Web 3.0 Studybook
Web 3.0 Studybook maintains my personal learning path of studying the decentralized web from the ground up. The site is motivated by the observation that technological and social innovations become harmfull unless we meet them with deliberate and concerted stewardship. The aim of maintaining a studybook is to exercise stewardship, as both learner and builder in the self-hosted digital age.
The Ethereum series dives into Ethereum.org’s official documentation, Vitalik Buterin’s writings, Mastering Ethereum (https://github.com/ethereumbook/ethereumbook) , and the original 2014 whitepaper. The module assists in working through these canonical sources, treating them both as historical records and as living blueprints for the Ethereum ecosystem.
The ENS series builds from the idea of shaping decentralized identity (https://docs.ens.domains/). The series begins with the **core architecture of ENS—names, registries, and resolvers—** and then moves into advanced topics such as governance, Layer 2 integration, and cross-chain resolution. Each note is designed to build a rigorous understanding of the technical, cultural, and political dimensions of ENS, equipping participants to critically engage with ENS as the identity, naming, and usability infrastructure of Web3.

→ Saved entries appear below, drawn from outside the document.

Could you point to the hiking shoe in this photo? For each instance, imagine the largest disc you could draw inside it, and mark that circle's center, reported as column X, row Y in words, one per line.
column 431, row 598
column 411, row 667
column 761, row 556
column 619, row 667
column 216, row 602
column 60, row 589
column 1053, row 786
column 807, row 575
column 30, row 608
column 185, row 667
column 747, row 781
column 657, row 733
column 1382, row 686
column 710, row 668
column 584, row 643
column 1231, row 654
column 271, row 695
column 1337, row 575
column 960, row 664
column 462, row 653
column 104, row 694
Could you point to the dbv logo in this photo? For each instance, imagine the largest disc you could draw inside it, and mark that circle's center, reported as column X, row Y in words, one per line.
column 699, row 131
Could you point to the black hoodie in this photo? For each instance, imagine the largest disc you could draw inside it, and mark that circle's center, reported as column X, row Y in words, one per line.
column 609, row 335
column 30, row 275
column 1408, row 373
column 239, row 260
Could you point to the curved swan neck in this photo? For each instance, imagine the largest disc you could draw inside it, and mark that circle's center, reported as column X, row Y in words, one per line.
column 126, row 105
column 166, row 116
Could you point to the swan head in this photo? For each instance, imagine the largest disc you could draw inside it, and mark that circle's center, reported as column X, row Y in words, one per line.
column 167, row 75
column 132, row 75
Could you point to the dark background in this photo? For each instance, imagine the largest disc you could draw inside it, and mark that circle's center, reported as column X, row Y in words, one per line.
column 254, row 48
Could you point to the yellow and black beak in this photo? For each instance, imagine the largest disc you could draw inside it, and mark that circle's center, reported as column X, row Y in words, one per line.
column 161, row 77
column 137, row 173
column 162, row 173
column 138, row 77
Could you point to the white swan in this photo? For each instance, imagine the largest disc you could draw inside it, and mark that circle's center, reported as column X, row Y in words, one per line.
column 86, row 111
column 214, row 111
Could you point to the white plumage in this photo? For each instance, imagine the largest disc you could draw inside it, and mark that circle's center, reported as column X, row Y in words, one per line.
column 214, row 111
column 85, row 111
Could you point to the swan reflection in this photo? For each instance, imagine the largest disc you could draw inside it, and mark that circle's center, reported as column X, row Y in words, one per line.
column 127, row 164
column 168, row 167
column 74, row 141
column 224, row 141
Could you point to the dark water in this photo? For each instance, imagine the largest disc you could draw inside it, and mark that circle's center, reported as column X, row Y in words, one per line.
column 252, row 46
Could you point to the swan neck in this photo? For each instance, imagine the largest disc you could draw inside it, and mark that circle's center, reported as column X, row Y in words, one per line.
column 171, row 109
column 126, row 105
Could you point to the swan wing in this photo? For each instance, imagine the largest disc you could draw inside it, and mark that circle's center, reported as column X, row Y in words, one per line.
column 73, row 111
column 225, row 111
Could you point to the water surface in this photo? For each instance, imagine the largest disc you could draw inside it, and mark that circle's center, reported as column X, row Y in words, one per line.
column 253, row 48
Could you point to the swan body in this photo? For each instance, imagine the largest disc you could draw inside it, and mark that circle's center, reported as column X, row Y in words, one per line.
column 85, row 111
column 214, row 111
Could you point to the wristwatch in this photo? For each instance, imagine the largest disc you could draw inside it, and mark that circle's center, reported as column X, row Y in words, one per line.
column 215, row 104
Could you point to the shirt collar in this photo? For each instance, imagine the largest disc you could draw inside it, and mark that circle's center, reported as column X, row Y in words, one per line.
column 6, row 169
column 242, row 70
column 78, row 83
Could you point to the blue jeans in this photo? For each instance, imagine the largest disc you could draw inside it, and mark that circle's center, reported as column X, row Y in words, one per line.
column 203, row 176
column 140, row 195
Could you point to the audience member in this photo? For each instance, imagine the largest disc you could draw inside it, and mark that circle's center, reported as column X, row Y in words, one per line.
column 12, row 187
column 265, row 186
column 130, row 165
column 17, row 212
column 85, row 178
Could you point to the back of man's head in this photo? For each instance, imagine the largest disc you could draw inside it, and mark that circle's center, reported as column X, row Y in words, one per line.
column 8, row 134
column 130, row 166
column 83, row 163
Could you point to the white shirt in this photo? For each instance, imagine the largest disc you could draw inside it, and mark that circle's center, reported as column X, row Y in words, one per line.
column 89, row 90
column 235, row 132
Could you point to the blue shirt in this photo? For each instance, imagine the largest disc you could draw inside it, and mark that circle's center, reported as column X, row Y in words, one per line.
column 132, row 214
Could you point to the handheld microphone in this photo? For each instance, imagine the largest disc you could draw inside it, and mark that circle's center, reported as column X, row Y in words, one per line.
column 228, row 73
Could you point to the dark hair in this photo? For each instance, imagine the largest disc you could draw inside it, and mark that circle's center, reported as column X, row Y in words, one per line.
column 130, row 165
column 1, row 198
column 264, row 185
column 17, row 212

The IPFS series dives into the official docs.ipfs.tech (https://docs.ipfs.tech/) and the broader ecosystem of decentralized protocols. The module serves as a guide through the documentation and specifications, beginning with the foundations of decentralized systems and the vision of IPFS. The notes progress from basic concepts like content addressing, Merkle DAGs, and CIDs toward higher-level constructs such as naming systems, routing, and data exchange protocols.